1) Multi-Agent Setup
As I began using it more extensively, especially for research-driven pieces, the workflow became more demanding, and the context window began to fill up quickly. This led to slower response times and occasional loss of detail. The architecture was doing too much in a single pass.
To address this, I experimented with Claude Code subagents and refactored the system into a small multi-agent setup. Instead of one overloaded process, specialized agents now handle distinct tasks. The separation reduced context pressure and made the workflow more predictable.
2) Testing Sonnet 4.6 and Opus 4.6
Another update to my Telegram Assistant relates to the recent release of Sonnet 4.6 and Opus 4.6.
Since the assistant runs on Claude Code, I tested both in my workflow. I noticed improved planning. The system feels more organized when coordinating steps and drafting. But I feel that most of this improvement comes from software updates in Claude Code rather than the model itself.

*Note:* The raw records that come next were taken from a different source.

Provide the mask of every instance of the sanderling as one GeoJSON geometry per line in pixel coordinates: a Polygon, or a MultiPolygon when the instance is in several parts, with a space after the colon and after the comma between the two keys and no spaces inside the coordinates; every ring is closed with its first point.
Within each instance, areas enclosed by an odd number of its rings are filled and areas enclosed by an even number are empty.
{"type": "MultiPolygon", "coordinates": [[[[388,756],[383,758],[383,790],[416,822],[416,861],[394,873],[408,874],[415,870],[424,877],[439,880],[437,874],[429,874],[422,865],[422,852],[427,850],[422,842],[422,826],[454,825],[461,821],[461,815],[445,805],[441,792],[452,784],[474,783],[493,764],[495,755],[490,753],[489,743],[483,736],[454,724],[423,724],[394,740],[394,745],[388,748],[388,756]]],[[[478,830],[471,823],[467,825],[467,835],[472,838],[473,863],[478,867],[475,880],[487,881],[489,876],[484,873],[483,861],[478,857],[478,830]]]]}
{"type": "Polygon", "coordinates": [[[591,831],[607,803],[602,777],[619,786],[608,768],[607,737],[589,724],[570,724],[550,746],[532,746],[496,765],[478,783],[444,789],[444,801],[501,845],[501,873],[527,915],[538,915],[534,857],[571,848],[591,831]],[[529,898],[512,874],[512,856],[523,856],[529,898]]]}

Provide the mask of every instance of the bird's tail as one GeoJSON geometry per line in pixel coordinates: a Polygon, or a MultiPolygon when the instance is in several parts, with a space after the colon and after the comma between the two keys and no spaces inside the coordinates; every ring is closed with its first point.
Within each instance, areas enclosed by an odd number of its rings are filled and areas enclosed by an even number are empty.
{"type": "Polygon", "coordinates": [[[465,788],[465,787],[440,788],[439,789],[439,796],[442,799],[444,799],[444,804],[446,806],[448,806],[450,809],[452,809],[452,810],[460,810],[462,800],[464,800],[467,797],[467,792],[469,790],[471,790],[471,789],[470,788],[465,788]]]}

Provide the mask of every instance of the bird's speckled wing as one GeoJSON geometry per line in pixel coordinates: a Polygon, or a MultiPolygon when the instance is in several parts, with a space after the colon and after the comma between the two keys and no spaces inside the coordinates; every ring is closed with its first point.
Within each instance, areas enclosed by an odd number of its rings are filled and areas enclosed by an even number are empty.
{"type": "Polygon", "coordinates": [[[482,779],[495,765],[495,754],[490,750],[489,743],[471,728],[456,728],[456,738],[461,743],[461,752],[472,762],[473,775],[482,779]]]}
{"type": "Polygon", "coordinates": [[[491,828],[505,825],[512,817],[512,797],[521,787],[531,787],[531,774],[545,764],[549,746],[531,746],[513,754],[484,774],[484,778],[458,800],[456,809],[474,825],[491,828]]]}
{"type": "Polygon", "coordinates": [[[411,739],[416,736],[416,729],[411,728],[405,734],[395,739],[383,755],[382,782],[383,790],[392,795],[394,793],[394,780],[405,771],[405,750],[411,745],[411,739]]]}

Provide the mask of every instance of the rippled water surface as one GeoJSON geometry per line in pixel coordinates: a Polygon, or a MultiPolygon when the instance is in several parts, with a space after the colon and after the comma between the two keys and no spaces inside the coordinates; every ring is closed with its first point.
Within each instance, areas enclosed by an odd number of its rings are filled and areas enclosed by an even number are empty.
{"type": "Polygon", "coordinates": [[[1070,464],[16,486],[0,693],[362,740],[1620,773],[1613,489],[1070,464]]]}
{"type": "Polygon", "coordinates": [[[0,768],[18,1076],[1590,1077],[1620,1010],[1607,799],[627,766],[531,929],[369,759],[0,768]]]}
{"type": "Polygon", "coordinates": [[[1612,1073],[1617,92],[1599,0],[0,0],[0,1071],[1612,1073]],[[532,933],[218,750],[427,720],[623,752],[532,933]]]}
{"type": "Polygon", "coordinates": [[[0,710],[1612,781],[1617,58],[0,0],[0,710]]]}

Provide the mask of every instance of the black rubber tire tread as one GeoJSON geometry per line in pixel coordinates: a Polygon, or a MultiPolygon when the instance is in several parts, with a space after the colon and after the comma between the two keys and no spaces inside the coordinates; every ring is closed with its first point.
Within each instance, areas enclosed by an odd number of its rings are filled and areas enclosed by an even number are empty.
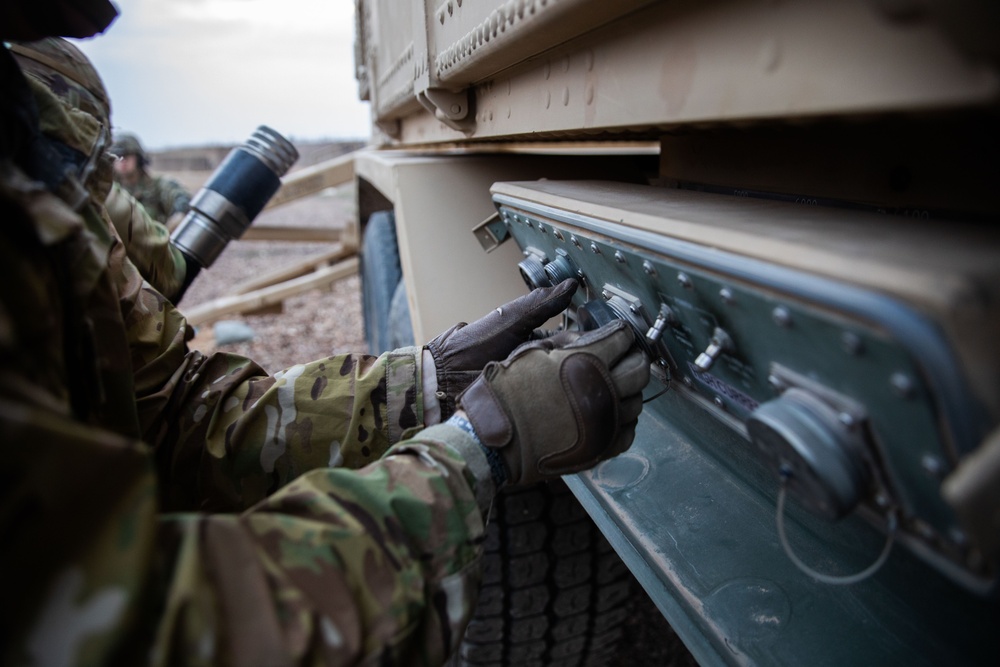
{"type": "Polygon", "coordinates": [[[548,576],[549,558],[542,552],[512,558],[508,564],[507,578],[512,586],[529,590],[525,586],[545,583],[548,576]]]}
{"type": "Polygon", "coordinates": [[[563,482],[505,490],[484,547],[479,602],[450,665],[612,662],[632,575],[563,482]]]}
{"type": "Polygon", "coordinates": [[[361,243],[361,304],[365,317],[368,351],[389,350],[389,310],[403,277],[396,241],[396,216],[376,211],[368,218],[361,243]]]}

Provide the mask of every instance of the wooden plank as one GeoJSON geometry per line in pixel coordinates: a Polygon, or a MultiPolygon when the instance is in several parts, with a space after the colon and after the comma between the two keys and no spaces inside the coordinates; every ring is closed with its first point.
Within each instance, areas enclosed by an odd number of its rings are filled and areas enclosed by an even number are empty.
{"type": "Polygon", "coordinates": [[[247,310],[244,315],[281,315],[285,312],[285,302],[281,301],[279,303],[272,303],[263,308],[258,308],[257,310],[247,310]]]}
{"type": "Polygon", "coordinates": [[[263,289],[264,287],[270,287],[271,285],[283,283],[287,280],[291,280],[292,278],[304,276],[324,266],[329,266],[330,264],[333,264],[334,262],[339,261],[353,253],[354,251],[352,249],[338,243],[330,250],[321,252],[318,255],[312,255],[311,257],[308,257],[300,262],[296,262],[295,264],[275,269],[274,271],[265,273],[263,276],[255,280],[243,283],[238,288],[233,290],[233,294],[247,294],[255,290],[263,289]]]}
{"type": "Polygon", "coordinates": [[[199,326],[227,315],[245,313],[280,303],[288,297],[324,287],[357,272],[358,258],[349,257],[333,266],[325,266],[309,275],[293,278],[278,285],[255,290],[249,294],[220,297],[194,308],[186,309],[185,316],[188,324],[199,326]]]}
{"type": "MultiPolygon", "coordinates": [[[[355,151],[356,153],[357,151],[355,151]]],[[[281,180],[281,189],[267,203],[265,210],[314,195],[327,188],[354,180],[354,153],[294,171],[281,180]]]]}
{"type": "Polygon", "coordinates": [[[240,240],[336,243],[343,233],[344,230],[341,227],[250,225],[240,240]]]}

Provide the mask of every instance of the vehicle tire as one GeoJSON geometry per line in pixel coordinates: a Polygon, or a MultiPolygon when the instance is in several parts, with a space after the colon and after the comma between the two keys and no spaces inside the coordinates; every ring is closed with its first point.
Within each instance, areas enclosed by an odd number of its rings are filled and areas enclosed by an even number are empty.
{"type": "Polygon", "coordinates": [[[381,354],[389,344],[389,310],[403,277],[396,243],[396,217],[376,211],[368,218],[361,243],[361,303],[368,351],[381,354]]]}
{"type": "Polygon", "coordinates": [[[413,323],[410,302],[406,298],[406,281],[400,279],[389,304],[389,349],[413,345],[413,323]]]}
{"type": "Polygon", "coordinates": [[[562,481],[507,489],[487,526],[479,601],[449,664],[605,665],[632,582],[562,481]]]}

Some friends call Claude 4.6 a breakthrough. After a few tests, I wouldn't go that far yet. I switched the assistant to Opus 4.6 and will let it run in production for some time to see if there's a noticeable difference.
If you’re interested, I can write a separate newsletter breaking down the architecture updates and experiments behind my Telegram Assistant in more detail.
Tools

Docling: a document processing library that parses complex formats such as PDFs, Office files, audio, and images into a unified structured representation ready for AI workflows. It supports advanced PDF understanding, OCR, local execution, and integrates directly with agent frameworks like LangChain, LlamaIndex, and Haystack. Resource shared by Léonore Tideman from AI Engineering Buildcamp.

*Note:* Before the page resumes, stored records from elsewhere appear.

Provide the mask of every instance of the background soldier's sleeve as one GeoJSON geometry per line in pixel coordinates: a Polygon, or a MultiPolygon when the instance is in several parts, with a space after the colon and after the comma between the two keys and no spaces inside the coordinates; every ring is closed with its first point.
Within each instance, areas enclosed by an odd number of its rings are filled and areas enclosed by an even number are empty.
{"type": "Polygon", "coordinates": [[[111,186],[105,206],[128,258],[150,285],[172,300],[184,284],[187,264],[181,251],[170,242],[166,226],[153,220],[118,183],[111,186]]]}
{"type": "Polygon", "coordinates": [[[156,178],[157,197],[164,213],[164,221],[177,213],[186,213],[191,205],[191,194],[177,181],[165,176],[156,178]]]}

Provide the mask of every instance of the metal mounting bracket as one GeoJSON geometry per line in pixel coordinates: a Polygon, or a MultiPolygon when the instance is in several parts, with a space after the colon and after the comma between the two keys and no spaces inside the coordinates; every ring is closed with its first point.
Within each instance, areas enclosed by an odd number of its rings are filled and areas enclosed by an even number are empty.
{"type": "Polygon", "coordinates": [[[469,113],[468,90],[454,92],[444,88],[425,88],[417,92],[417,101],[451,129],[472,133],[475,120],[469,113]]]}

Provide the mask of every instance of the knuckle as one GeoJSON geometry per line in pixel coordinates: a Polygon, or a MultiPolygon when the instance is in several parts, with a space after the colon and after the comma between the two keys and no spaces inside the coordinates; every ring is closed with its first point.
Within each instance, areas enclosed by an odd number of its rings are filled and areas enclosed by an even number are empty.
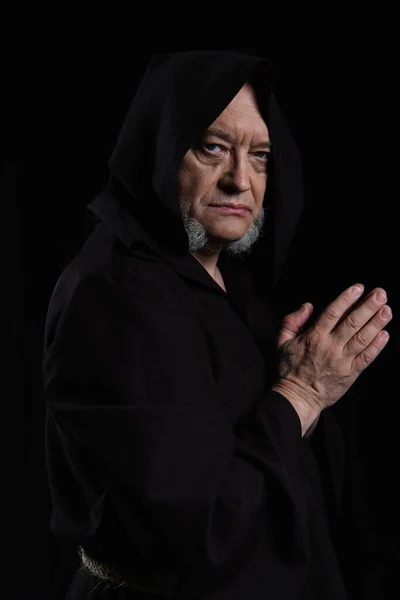
{"type": "Polygon", "coordinates": [[[354,340],[359,346],[364,347],[368,345],[368,340],[365,337],[365,334],[361,333],[361,331],[357,331],[357,333],[354,335],[354,340]]]}
{"type": "Polygon", "coordinates": [[[371,325],[373,325],[377,331],[380,331],[384,324],[385,320],[382,319],[380,315],[376,315],[375,318],[371,319],[371,325]]]}
{"type": "Polygon", "coordinates": [[[285,315],[282,319],[282,323],[284,325],[293,325],[295,323],[295,319],[293,315],[285,315]]]}
{"type": "Polygon", "coordinates": [[[303,337],[307,347],[317,346],[321,341],[321,334],[316,328],[304,334],[303,337]]]}
{"type": "Polygon", "coordinates": [[[329,346],[325,349],[326,359],[330,364],[336,364],[340,360],[340,353],[336,346],[329,346]]]}
{"type": "Polygon", "coordinates": [[[353,329],[354,331],[358,331],[358,329],[360,328],[360,323],[352,314],[346,317],[345,323],[348,327],[350,327],[350,329],[353,329]]]}
{"type": "Polygon", "coordinates": [[[328,317],[328,319],[339,319],[340,317],[338,311],[332,308],[331,306],[326,307],[325,315],[328,317]]]}
{"type": "Polygon", "coordinates": [[[376,312],[376,306],[373,304],[372,300],[373,300],[372,298],[368,298],[368,300],[366,300],[364,302],[364,306],[366,306],[366,308],[368,308],[368,310],[370,312],[375,313],[376,312]]]}
{"type": "Polygon", "coordinates": [[[363,352],[361,355],[361,362],[364,366],[368,366],[374,360],[374,357],[371,352],[363,352]]]}
{"type": "Polygon", "coordinates": [[[344,294],[343,300],[345,301],[347,306],[352,306],[354,304],[354,297],[351,296],[350,294],[344,294]]]}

LangExtract: a Python library for extracting structured, source-grounded data from unstructured text using LLMs. You define the schema with a few examples, and it handles long documents through chunking and parallel processing, supports cloud or local models, and provides interactive HTML visualizations to review extractions in context.
Resource
Top 50 Large Language Model (LLM) Interview: a curated collection of 50 interview questions for LLM-related positions shared by Hao Hoang. The questions cover fundamentals like tokenization and attention mechanisms, fine-tuning techniques, generation strategies, and more.
Edited by Valeriia Kuka














Thanks, Alex, for the great effort, I really appreciate it. It truly helps.

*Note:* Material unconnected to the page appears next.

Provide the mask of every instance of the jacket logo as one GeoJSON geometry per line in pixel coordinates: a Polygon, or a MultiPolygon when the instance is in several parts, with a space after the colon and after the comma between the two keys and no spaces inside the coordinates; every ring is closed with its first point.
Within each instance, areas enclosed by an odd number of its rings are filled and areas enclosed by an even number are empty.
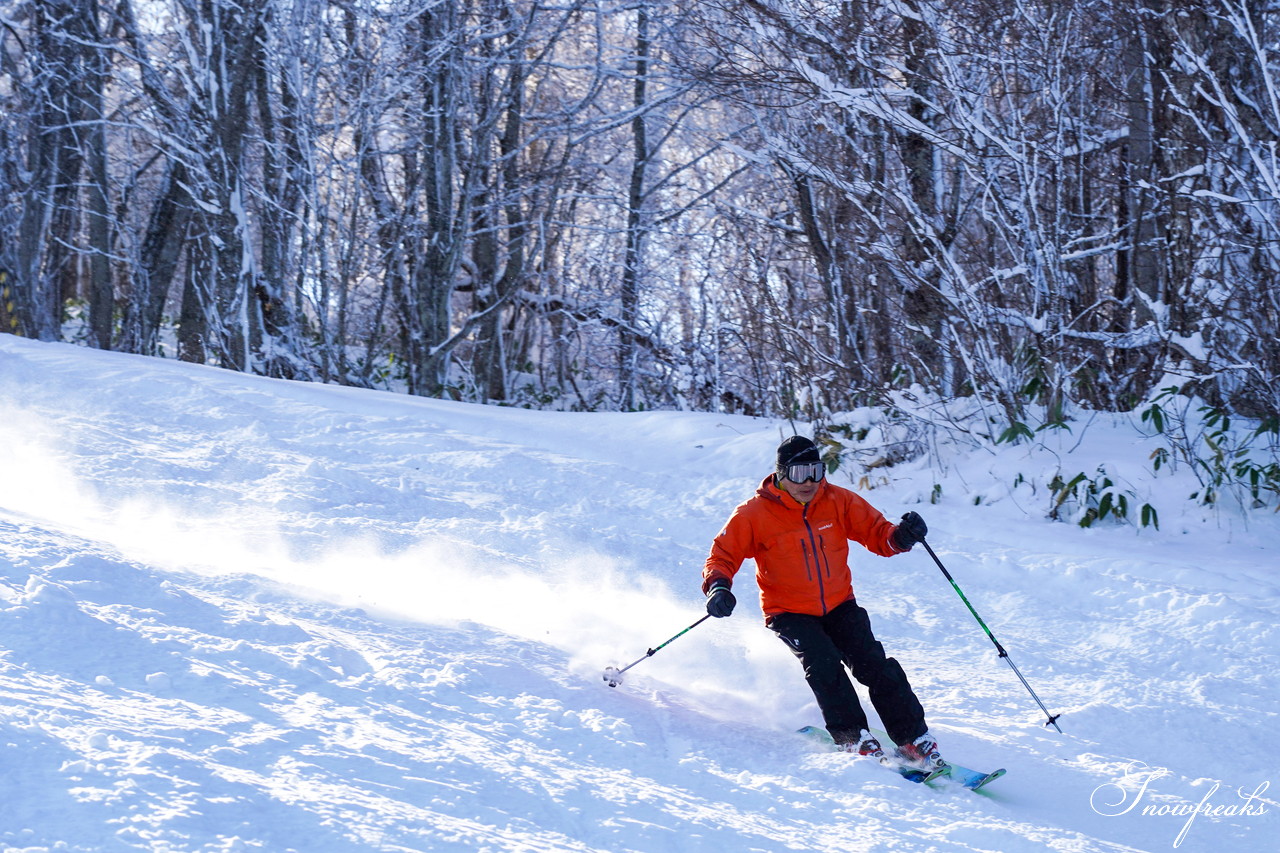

That said, I’ve been feeling concerned about how AI is evolving these days. As someone working in the field, I’m honestly feeling overwhelmed by how fast everything is moving. It seems like there’s always something new happening, and I sometimes feel like I can’t keep up with the pace of change in the industry.
Do you have any advice on how to manage or overcome this feeling?
Nice! I didn’t know about the event in Zalando in Berlin. I would love to join but it is full. Is there a waiting list I can join?